Enterprise adoption makes this tension sharper. Major firms including FedEx, Stripe, Shopify, and General Motors already rely on GitHub Copilot and similar tools for production workflows [6]. Enterprise buyers demand SOC 2 compliance, ISO 42001 certification, and audit logs [8]. A repository that turns a coding agent into an unfiltered instruction follower—via a file any intern can drop into a home directory—is a governance officer’s nightmare.

The Limits of “Unrestricted”

For all its bluster, the repository is likely less potent than it claims. Modern LLM safety is layered: training refusals, system-prompt instructions, output classifiers, and usage-policy monitors. Overriding the local system prompt may defeat the first two layers, but it does not necessarily blind backend telemetry or prevent account-level enforcement. The “unrestricted” mode is, in all probability, a jailbreak prompt that works until it does not—brittle, context-dependent, and easily patched by a vendor-side filter on model_instructions_file content.

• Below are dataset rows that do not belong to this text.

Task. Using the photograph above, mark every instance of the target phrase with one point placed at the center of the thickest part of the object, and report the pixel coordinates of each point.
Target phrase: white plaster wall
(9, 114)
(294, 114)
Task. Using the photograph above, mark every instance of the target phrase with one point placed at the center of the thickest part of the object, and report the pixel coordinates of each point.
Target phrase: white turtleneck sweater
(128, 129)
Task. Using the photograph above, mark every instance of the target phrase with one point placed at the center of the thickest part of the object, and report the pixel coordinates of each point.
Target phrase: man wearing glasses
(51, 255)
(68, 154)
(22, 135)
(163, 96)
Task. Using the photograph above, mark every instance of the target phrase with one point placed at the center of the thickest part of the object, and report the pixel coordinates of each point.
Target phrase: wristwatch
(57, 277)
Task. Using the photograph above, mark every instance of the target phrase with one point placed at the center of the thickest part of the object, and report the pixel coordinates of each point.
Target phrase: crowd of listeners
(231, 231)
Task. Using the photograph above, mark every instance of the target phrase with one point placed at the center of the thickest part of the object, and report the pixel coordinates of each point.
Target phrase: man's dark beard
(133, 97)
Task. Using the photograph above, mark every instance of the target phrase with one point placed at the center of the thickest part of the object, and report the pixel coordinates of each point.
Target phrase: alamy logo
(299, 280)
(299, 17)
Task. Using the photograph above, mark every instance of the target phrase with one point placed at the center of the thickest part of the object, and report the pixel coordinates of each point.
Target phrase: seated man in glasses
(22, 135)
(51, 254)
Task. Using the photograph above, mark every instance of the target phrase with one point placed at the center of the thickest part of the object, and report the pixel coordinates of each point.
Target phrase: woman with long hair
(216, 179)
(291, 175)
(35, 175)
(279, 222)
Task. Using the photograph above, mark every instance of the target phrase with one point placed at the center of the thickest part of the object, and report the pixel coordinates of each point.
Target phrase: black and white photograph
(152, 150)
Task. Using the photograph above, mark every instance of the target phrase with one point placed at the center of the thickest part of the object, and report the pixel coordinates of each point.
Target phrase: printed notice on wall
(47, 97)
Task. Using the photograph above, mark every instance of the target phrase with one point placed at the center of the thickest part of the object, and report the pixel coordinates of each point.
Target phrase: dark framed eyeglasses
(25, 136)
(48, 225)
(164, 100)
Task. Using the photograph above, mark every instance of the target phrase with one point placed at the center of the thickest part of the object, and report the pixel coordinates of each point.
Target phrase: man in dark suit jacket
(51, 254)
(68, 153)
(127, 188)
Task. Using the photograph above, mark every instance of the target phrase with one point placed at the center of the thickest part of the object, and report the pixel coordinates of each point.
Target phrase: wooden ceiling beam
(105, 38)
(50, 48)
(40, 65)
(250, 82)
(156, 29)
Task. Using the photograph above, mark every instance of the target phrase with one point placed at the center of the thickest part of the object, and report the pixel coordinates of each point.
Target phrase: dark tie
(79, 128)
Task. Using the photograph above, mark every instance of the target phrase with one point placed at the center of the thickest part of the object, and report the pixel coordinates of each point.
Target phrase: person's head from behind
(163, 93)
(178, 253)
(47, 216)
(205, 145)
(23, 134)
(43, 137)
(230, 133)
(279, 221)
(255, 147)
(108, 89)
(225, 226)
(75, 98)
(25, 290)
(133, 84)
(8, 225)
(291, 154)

Moreover, the tool itself is barely a tool. It is a Python script that copies a markdown template and edits a TOML line. The undo instructions—delete the config entry, delete the file, restart—underscore how shallow the modification is. The value lies entirely in the prompt engineering, not the engineering. To call it a jailbreak is generous; to call it a configuration hack is accurate.

The Outlook: Customization vs. Control

OpenAI will almost certainly respond. The simplest fix is to sanitize or restrict the model_instructions_file vector, perhaps by refusing safety-critical overrides server-side or by wrapping user instructions in unescapable system delimiters. But the deeper problem will persist. Developers demand control over their tools, and vendors demand safety over their models. Every customization point—every hook for user preference—is a potential override channel.

The repository’s community channels, a QQ group and a Telegram chat, suggest an audience eager to route around guardrails. Some of that demand comes from legitimate security researchers who need models to discuss exploits without prudish refusals. Some comes from users who simply want an unfiltered writing partner. Either way, it signals that the market for “unrestricted” AI is not fringe; it is organized, social, and technically literate.

As coding agents move from suggestion boxes to autonomous engineers, the instruction hierarchy becomes the new security boundary. This repository proves that boundary is still drawn in editable text files. The fortress OpenAI built around GPT-5.5 may be impressive, but the gatekeeper is a markdown file in a hidden dot-directory. That is not a flaw in the model. It is a flaw in the interface—and interfaces are much easier to patch than human ingenuity.